Part of the problem is that most of my students have never seriously studied the history of racism. I teach in a predominantly white private school with very few black employees and the students are from fairly wealthy families in predominantly white neighborhoods. All of this lends itself to a certain level of defensiveness whenever the topic is raised. Some students no doubt feel threatened or believe they are being made to feel partly responsible for the past. It is difficult to make clear to the students that the goal is to understand how societies develop along racial lines so that we can more clearly address the nature of the problem. How did colonization, the cultivation of tobacco, the demand for rich land, and a labor force shape a slave nation by the middle of the 18th century? Throughout it all I try my best to make it clear that black slaves never surrendered some level of autonomy, but continually negotiated and took advantage of opportunities for self expression and autonomy. The point I am trying to make is that a close look at racism and slavery can be taught in a way that reflects the kind of story that most Americans relish in, which is the desire for freedom involving stories of individuals and groups and the lengths they are willing to go to achieve their ends.

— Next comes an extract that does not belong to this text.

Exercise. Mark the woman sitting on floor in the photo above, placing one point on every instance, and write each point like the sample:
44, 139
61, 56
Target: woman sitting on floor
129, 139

Reconstruction is a perfect opportunity to make this point as clearly as possible to my students. Most of our time in class is spent analyzing how black and white Americans worked together to achieve certain political ends during the turbulent period following the Civil War. The story in and of itself includes all of the components that make for the quintessential American story. Yes, the story ends with the Redeemers back in power, but that did not end black political action – a point that C. Van Woodward reminded us over 50 years ago in Origins of the New South: 1877-1913 and one that I am still learning about as it relates to the Readjusters here in Virginia. The history should be taught not simply to reveal the hideousness of racism, but also as part of the exciting story of American freedom. The trick is to bring my students to the point where they see themselves in the slaves and the newly-freed blacks in the same way that many white Americans have traditionally identified with the Founding generation. In short, these are stories that can empower young people.